Closed Bhavya6187 closed 2 years ago
Thanks @Bhavya6187! Ray 2.0 will deprecate the ray.ObjectID
name in favor of ray.ObjectRef
. This name change is currently supported in the latest stable release of Ray.
@devin-petersohn: I installed the latest version of modin (0.8.3+41.g5cb3283) from the master. I am getting a similar error:
Traceback (most recent call last):
File "<stdin>", line 1, in <module>
File "/Users/shossain/anaconda3/envs/py37/lib/python3.7/site-packages/modin/pandas/io.py", line 134, in read_csv
return _read(**kwargs)
File "/Users/shossain/anaconda3/envs/py37/lib/python3.7/site-packages/modin/pandas/io.py", line 60, in _read
pd_obj = EngineDispatcher.read_csv(**kwargs)
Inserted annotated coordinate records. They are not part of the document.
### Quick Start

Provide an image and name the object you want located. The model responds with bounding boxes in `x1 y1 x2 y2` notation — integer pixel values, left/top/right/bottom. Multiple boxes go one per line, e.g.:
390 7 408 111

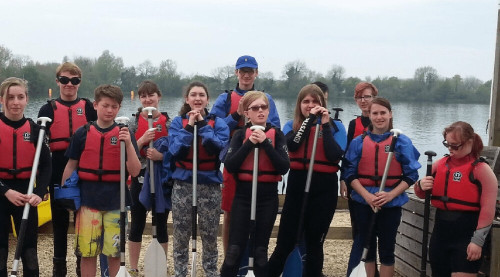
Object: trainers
128 269 139 277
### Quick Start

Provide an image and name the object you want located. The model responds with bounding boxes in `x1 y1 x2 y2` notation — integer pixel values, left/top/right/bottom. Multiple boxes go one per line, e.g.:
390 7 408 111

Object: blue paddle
282 117 321 277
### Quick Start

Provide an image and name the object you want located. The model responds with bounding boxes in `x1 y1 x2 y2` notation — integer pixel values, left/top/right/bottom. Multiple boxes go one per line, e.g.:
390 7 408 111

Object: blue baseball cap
236 56 259 69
File "/Users/shossain/anaconda3/envs/py37/lib/python3.7/site-packages/modin/data_management/factories/dispatcher.py", line 104, in read_csv
return cls.__engine._read_csv(**kwargs)
File "/Users/shossain/anaconda3/envs/py37/lib/python3.7/site-packages/modin/data_management/factories/factories.py", line 87, in _read_csv
return cls.io_cls.read_csv(**kwargs)
File "/Users/shossain/anaconda3/envs/py37/lib/python3.7/site-packages/modin/engines/base/io/file_dispatcher.py", line 29, in read
query_compiler = cls._read(*args, **kwargs)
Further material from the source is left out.